If your machine has an electronic control as opposed to a mechanical timer then it might need to be checked while connected, in which case you should call an engineer.

Checking the Selector Switch

This is the part of your machine that selects the program , it’s style and location will vary depending on the make or model of your machine. A broken selector switch or even one that has not been fully pressed down might result in the machine not to turn on.

You can usually see if the buttons are going down all the way, or you might need to unplug the dishwasher in order to gain access to the control panel to check the contact points for continuity using a multimeter.

Testing the Motor Relay

The motor relay is an alternative part that can result in your dishwasher not running, so this may be the issue if you have tested the control panel and so know that there is power going to the motor.

To investigate this you will have to find the motor plus find the relay that will usually be located next to it.

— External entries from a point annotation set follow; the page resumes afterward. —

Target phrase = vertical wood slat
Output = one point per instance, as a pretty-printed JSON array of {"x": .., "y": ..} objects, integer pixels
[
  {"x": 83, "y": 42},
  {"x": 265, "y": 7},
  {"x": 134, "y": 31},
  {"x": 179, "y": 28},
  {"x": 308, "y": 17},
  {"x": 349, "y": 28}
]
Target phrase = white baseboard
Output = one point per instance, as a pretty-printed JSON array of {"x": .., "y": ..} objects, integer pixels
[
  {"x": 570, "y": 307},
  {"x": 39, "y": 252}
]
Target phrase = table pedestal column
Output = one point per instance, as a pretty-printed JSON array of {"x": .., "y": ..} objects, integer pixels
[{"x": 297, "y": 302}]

This may then be taken out and checked with the help of a multimeter, if broken it may need to be replaced.

Examining the Thermal Fuse

Once you have tested all the above and are yet to find the fault the next component to check would be the thermal fuse. This may or may not be present and is there to protect the control board.

If it will need to be replaced in order to restore power to the control board.

Testing the Drive Motor

The final component you could test that could stop your machine from running is the drive motor. This is the part of the machine that moves the water around to wash your dishes.

When you have checked the other electrical components and still aren’t getting anywhere this might be the culprit especially if you noticed a loud humming coming from the machine.

You can usually locate the motor by taking off the panel at the bottom of the machine. Test it with the help of a multimeter then replace if faulty.

When to Contact a Repair person

If you don’t have a multimeter and are not confident in taking panels off your machine and checking the electrical components then you will need to call an engineer sooner rather than later.

If you do have a multimeter and can perform the above checks then you could well be able to resolve the fault without assistance. Yet if you are unsure it’s always better to call in the professionals.

And have a look at your insurance and your home cover as appliance repairs might be covered and so the costs could not be as high as you think.